İnancım zorunuza mı gitti?

mutfak

Pınar Altuğ‘un açıklamaları zamansız gündeme düşmüştü; tam başörtüsü konusunu gündeme taşıyanları eleştirenlerle, başörtüsü özgürlüğü isteyenlerin sustuğu bir an da bomba etkisi yaratacak düzeyde bir çıkıştı bu.
Nedensiz.
Anlamsız.
Gereksiz.

Ve bir o kadar da sinir bozucu.

Kimse kendine yapılmasına izin vermeyeceği şeyleri başkasına da yapmamalı bence.
Özgürlükten dem vuranların, özgür düşünceleriyle inandıkları, inanç merkezli bu eylemlerine bu şekilde hakaret etmeleri, hem de aynı topraklar üzerinde aynı havayı solurken bana saçma ve gereksiz geliyor.

Sanane? diyesi geliyor insanın…
Umarım bir gün o da gerçekleri görür; ama o da sanırım şuan ona gelen tepkilere öfkeyle yaklaşıyor ve yaşından beklenecek olgunluktan ziyade kin ile var olan bu düşüncelerini besleyip daha da sahipleniyor… Yazık…
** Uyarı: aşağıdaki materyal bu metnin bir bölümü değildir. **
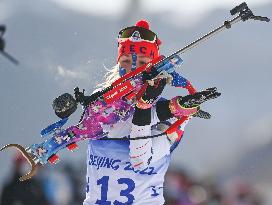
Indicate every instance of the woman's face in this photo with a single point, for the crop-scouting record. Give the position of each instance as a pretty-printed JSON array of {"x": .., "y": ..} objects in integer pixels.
[{"x": 126, "y": 61}]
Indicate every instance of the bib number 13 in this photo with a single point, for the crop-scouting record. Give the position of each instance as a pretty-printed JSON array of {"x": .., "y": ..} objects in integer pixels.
[{"x": 104, "y": 182}]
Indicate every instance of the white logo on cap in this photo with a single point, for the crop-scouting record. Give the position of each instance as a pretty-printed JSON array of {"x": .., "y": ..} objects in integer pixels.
[{"x": 135, "y": 37}]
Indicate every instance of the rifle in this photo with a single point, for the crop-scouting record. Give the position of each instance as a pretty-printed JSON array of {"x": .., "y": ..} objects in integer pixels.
[{"x": 114, "y": 103}]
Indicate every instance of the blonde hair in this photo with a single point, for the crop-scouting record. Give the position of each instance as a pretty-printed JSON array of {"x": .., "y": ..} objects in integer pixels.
[{"x": 110, "y": 76}]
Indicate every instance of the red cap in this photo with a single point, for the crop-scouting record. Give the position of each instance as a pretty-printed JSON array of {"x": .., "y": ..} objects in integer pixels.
[{"x": 146, "y": 48}]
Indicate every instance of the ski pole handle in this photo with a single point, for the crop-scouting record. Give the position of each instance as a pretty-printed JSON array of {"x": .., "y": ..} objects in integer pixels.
[{"x": 261, "y": 18}]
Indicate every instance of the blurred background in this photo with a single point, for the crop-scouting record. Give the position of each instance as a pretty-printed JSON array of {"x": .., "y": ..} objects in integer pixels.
[{"x": 62, "y": 44}]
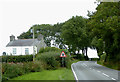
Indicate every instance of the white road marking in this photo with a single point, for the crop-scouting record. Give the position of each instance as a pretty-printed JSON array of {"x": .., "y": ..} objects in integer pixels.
[
  {"x": 98, "y": 71},
  {"x": 105, "y": 74},
  {"x": 113, "y": 79},
  {"x": 74, "y": 73}
]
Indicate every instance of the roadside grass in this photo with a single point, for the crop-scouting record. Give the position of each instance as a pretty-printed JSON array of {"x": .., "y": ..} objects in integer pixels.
[{"x": 59, "y": 74}]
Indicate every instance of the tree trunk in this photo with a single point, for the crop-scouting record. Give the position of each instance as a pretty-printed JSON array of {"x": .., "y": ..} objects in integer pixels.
[
  {"x": 106, "y": 57},
  {"x": 86, "y": 51},
  {"x": 83, "y": 51}
]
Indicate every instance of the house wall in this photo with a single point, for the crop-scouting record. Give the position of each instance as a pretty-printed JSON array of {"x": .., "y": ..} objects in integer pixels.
[{"x": 20, "y": 50}]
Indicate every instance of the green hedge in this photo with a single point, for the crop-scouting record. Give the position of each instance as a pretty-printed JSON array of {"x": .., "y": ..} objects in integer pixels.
[
  {"x": 53, "y": 59},
  {"x": 15, "y": 59},
  {"x": 11, "y": 70}
]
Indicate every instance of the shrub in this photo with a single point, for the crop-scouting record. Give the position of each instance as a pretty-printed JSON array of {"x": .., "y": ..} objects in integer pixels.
[
  {"x": 52, "y": 59},
  {"x": 15, "y": 59},
  {"x": 48, "y": 49},
  {"x": 11, "y": 70}
]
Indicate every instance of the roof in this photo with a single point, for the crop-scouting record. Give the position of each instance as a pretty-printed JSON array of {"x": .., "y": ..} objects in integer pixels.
[{"x": 23, "y": 42}]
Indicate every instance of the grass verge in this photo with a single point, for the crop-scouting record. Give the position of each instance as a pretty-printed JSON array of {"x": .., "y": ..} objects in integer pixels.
[{"x": 59, "y": 74}]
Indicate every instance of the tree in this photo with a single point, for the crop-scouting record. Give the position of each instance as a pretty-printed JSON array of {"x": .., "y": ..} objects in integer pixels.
[
  {"x": 74, "y": 33},
  {"x": 104, "y": 25}
]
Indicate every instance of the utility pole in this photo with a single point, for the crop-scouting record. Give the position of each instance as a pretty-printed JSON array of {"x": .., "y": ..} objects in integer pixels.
[{"x": 33, "y": 45}]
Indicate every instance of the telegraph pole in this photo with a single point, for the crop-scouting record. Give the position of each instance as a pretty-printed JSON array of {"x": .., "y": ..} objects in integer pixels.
[{"x": 33, "y": 45}]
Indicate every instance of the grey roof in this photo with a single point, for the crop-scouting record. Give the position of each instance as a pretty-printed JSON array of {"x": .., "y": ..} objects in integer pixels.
[{"x": 23, "y": 42}]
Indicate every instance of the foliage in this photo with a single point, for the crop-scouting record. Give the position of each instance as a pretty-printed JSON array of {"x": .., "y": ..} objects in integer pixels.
[
  {"x": 47, "y": 49},
  {"x": 11, "y": 70},
  {"x": 104, "y": 26},
  {"x": 59, "y": 74},
  {"x": 52, "y": 59},
  {"x": 15, "y": 59},
  {"x": 74, "y": 34}
]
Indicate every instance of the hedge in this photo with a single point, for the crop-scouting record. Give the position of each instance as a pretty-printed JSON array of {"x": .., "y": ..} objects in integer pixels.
[
  {"x": 15, "y": 59},
  {"x": 11, "y": 70}
]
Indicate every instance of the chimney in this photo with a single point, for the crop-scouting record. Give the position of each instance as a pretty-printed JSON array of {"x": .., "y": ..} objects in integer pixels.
[
  {"x": 40, "y": 37},
  {"x": 12, "y": 38}
]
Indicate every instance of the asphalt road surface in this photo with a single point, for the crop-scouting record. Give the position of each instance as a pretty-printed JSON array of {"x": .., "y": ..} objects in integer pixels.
[{"x": 91, "y": 71}]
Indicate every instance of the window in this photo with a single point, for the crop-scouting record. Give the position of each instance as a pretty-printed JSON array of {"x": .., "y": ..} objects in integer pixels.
[
  {"x": 26, "y": 51},
  {"x": 14, "y": 51}
]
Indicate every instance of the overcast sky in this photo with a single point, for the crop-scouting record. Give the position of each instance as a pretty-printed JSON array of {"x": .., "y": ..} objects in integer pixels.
[{"x": 17, "y": 16}]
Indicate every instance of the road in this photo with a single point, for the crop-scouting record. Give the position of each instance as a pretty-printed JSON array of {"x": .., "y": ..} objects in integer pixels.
[{"x": 91, "y": 71}]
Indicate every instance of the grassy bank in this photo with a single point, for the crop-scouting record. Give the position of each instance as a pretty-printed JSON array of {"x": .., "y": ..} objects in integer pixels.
[{"x": 59, "y": 74}]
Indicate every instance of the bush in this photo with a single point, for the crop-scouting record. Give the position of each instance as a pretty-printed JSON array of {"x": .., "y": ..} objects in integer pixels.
[
  {"x": 11, "y": 70},
  {"x": 15, "y": 59},
  {"x": 53, "y": 59}
]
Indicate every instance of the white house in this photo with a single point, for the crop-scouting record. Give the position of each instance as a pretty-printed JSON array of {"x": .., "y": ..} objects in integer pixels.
[{"x": 24, "y": 46}]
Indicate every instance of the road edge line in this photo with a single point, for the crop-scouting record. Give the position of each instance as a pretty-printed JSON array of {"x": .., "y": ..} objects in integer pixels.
[{"x": 74, "y": 73}]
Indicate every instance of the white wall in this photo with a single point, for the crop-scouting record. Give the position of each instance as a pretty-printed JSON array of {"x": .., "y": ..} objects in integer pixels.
[{"x": 20, "y": 50}]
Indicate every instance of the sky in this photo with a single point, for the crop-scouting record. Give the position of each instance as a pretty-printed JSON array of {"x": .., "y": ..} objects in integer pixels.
[{"x": 17, "y": 16}]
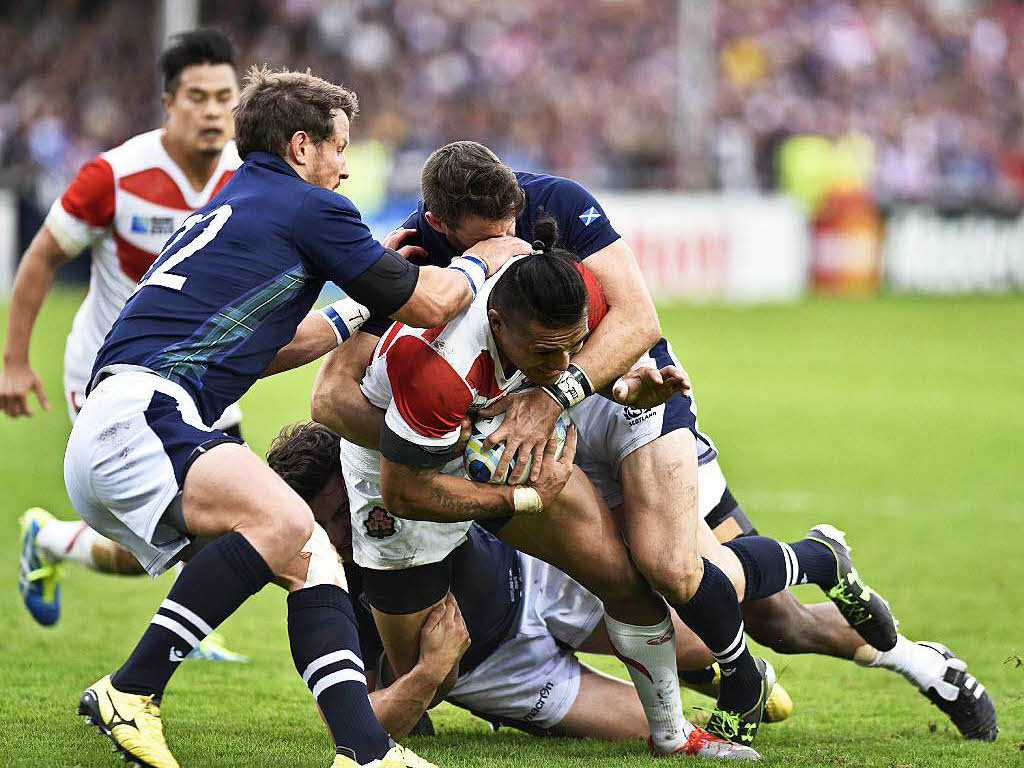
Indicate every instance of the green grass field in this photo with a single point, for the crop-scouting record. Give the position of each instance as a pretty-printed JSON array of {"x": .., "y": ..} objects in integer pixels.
[{"x": 898, "y": 420}]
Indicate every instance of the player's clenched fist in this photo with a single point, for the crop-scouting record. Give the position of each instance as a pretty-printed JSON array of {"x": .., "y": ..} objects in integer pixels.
[
  {"x": 443, "y": 638},
  {"x": 555, "y": 472},
  {"x": 15, "y": 383}
]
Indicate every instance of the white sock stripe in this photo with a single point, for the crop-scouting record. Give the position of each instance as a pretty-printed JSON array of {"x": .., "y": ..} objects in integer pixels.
[
  {"x": 343, "y": 676},
  {"x": 188, "y": 615},
  {"x": 732, "y": 645},
  {"x": 338, "y": 655},
  {"x": 792, "y": 566},
  {"x": 788, "y": 565},
  {"x": 176, "y": 628}
]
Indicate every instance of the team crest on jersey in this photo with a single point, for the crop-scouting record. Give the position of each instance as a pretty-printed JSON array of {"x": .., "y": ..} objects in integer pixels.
[
  {"x": 153, "y": 224},
  {"x": 636, "y": 415},
  {"x": 589, "y": 215},
  {"x": 380, "y": 523}
]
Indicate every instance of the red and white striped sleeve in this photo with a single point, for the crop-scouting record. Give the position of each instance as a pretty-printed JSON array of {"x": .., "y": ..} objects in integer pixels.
[
  {"x": 85, "y": 209},
  {"x": 429, "y": 400}
]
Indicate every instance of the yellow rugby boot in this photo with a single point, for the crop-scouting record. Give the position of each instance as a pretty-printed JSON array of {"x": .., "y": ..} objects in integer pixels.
[
  {"x": 777, "y": 708},
  {"x": 397, "y": 757},
  {"x": 130, "y": 721}
]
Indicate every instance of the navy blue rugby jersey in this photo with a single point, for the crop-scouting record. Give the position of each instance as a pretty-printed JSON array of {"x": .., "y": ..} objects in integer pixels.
[
  {"x": 583, "y": 226},
  {"x": 232, "y": 284},
  {"x": 485, "y": 581}
]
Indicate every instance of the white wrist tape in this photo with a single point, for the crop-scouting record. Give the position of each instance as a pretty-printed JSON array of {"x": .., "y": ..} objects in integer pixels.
[
  {"x": 324, "y": 565},
  {"x": 526, "y": 501},
  {"x": 346, "y": 316},
  {"x": 474, "y": 269},
  {"x": 572, "y": 387}
]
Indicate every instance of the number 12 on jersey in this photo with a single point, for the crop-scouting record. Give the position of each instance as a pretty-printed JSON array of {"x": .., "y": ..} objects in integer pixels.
[{"x": 160, "y": 274}]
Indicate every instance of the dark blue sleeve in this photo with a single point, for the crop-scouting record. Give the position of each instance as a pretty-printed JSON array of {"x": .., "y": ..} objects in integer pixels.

Onun adına üzülüyorum; onun gibi biri adına…
Ve ona karşı verilen cevapları, yazıları takip ettikçe; umarım onunda bir gün gerçekleri göreceğini umut etmekten başka bir şey gelmiyor elimden…

İşte onlardan biri daha…

Yazının kaynağı: http://hayalmeyalbuschra.blogspot.com/2012/12/inancm-zorunuza-m-gitti.html

Yazan arkadaşımıza çok teşekkür ediyorum ve sizi yazısıyla baş başa bırakıyorum:


İzdivaç programlarına çıkan adamların 8/10’u “Zoru severim zaten” der. Sanırım ekrana çıkmadan önce öğretiliyor bu cümle onlara. Zoru sevmeleri gerekiyor. Ben zoru sevmem mesela. Zorlandığım yerde oradan hemen koşarak uzaklaşırım. Mutsuzluğu da sevmem. Beni mutsuz eden şeylerden de olabildiğince uzaklaşırım. Zorlarda beni mutsuz eder hep. Mutlu olmanın yollarını ararım.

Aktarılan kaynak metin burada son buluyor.